Import the Excel file ‘fluorescein.xls’ to SAS and assign this SAS data set to the Input Data Source node. Define appropriate model roles.

Extract principal components

Open the Princomp/Dmneural node and select principal components analysis based on the covariance matrix of the given data. Run the cited node and examine the effective dimension of the given data, i.e., how many principal components that are needed to explain most of the variation in the data.

Draw a score plot

Add a Distribution Explorer node to the current workflow diagram. Make a plot of the observed data in the coordinate system defined by the first two principal components. (Use the Set Axis menu to assign the X and Y items to PRIN1 and PRIN2, respectively.) Can you identify distinct groups of objects in this new coordinate system?

Assign a new data set to the Input Data Source

Assign the SAS data set derived from the file ‘lakesurvey.xls’ to the Input Data Source node.

Extract and interpret the principal components

Extract principal components using the covariance and correlation matrices, respectively. Why are the principal components so different in the two cases? Is it possible to assign a physico-chemical meaning to the first two principal components derived from the correlation matrix?

Assignment 2: Principal components regression and partial least squares regression

The Excel file “tecator.xls” contains the results of study aimed to investigate whether a near infrared absorbance spectrum can be used to predict the fat content of samples of meat. For each meat sample the data consists of a 100 channel spectrum of absorbance records and the levels of moisture (water), fat and protein. The absorbance is -log10 of the transmittance measured by the spectrometer. The moisture, fat and protein are determined by analytic chemistry.

The worksheet “data” contains data from 215 samples of finely chopped meat. Your task is to establish PCR and PLS models in which the fat content is regarded as target and the absorbance levels recorded in the 100 channels are regarded as explanatory variables.

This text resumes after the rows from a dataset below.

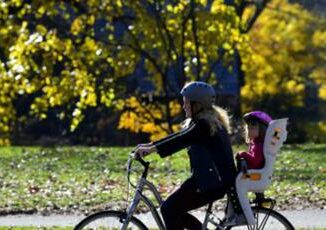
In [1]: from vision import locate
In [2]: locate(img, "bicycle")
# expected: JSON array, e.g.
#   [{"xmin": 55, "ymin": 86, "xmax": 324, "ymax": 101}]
[{"xmin": 74, "ymin": 154, "xmax": 294, "ymax": 230}]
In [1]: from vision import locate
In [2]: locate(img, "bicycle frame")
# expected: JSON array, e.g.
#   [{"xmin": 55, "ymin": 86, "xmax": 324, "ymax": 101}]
[
  {"xmin": 121, "ymin": 158, "xmax": 290, "ymax": 230},
  {"xmin": 122, "ymin": 159, "xmax": 165, "ymax": 230}
]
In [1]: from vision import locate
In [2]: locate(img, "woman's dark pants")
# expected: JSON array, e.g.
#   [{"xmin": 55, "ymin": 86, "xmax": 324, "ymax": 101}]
[{"xmin": 161, "ymin": 177, "xmax": 226, "ymax": 230}]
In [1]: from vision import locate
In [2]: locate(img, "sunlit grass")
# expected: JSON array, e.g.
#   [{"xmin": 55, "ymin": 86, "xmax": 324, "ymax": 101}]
[{"xmin": 0, "ymin": 144, "xmax": 326, "ymax": 213}]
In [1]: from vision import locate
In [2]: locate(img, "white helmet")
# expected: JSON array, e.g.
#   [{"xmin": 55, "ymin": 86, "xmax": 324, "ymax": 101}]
[{"xmin": 180, "ymin": 81, "xmax": 216, "ymax": 107}]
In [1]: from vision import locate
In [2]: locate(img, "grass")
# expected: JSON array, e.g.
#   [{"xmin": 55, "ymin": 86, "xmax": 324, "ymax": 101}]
[{"xmin": 0, "ymin": 144, "xmax": 326, "ymax": 215}]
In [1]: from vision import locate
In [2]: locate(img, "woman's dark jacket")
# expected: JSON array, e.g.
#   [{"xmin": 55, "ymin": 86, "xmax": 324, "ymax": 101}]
[{"xmin": 153, "ymin": 119, "xmax": 236, "ymax": 192}]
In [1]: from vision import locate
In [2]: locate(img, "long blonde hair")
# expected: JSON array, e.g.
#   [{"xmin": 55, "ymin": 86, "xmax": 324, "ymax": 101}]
[{"xmin": 185, "ymin": 102, "xmax": 231, "ymax": 136}]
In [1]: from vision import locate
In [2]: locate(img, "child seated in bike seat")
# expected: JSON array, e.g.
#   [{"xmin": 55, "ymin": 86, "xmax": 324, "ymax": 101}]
[
  {"xmin": 225, "ymin": 111, "xmax": 272, "ymax": 226},
  {"xmin": 236, "ymin": 111, "xmax": 272, "ymax": 169}
]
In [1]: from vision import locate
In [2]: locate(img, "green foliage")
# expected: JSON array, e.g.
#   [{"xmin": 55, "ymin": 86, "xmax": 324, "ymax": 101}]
[{"xmin": 0, "ymin": 144, "xmax": 326, "ymax": 213}]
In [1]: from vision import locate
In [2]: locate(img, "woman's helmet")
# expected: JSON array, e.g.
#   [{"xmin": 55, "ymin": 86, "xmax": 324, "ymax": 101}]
[
  {"xmin": 243, "ymin": 111, "xmax": 272, "ymax": 125},
  {"xmin": 180, "ymin": 81, "xmax": 216, "ymax": 107}
]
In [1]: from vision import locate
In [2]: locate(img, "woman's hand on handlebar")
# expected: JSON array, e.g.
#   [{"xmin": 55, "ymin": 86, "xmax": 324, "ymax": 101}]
[{"xmin": 133, "ymin": 143, "xmax": 156, "ymax": 158}]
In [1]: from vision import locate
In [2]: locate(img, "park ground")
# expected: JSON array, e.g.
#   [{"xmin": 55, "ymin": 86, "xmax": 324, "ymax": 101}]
[{"xmin": 0, "ymin": 143, "xmax": 326, "ymax": 229}]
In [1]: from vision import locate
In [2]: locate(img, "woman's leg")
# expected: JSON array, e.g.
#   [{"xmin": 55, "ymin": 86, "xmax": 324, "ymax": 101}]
[{"xmin": 161, "ymin": 178, "xmax": 225, "ymax": 230}]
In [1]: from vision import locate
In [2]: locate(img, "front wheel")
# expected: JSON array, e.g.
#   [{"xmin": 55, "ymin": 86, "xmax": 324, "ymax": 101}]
[
  {"xmin": 74, "ymin": 211, "xmax": 148, "ymax": 230},
  {"xmin": 227, "ymin": 207, "xmax": 294, "ymax": 230}
]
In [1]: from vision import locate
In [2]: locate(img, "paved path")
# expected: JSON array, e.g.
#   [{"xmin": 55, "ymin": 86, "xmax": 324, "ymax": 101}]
[{"xmin": 0, "ymin": 209, "xmax": 326, "ymax": 228}]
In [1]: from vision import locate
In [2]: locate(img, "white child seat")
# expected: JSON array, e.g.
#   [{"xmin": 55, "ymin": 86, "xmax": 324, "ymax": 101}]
[{"xmin": 236, "ymin": 118, "xmax": 288, "ymax": 225}]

Run proc PLS for a PLS regression and a PCR analysis

Import the worksheet ‘data’ in ‘tecator.xls’ to SAS. Open the log window of SAS and check that the file has been successfully imported.

Open the Editor window and write a SAS code in which proc PLS first performs a PLS regression and then a PCR analysis. Use cross validation for model selection splitting the entire data set into two parts. Compute the Root ASE for the test set.

Run Enterprise Miner for an ordinary least squares regression

Run the regression node in Enterprise miner to undertake an ordinary least squares regression using the same training and test sets as in the previous tasks. Use forward, backward and stepwise regression for model selection and note the Root ASE for the test set.

Compare and comment the results obtained for the different regression models. What model would you prefer?

To hand in

Assignment 1: The score plot and your interpretation of that plot. Your explanation to why the covariance matrix and the correlation matrix produce different eigenvectors and eigenvalues.

Assignment 2: A table of Root ASE values of your models and your interpretation of the obtained values.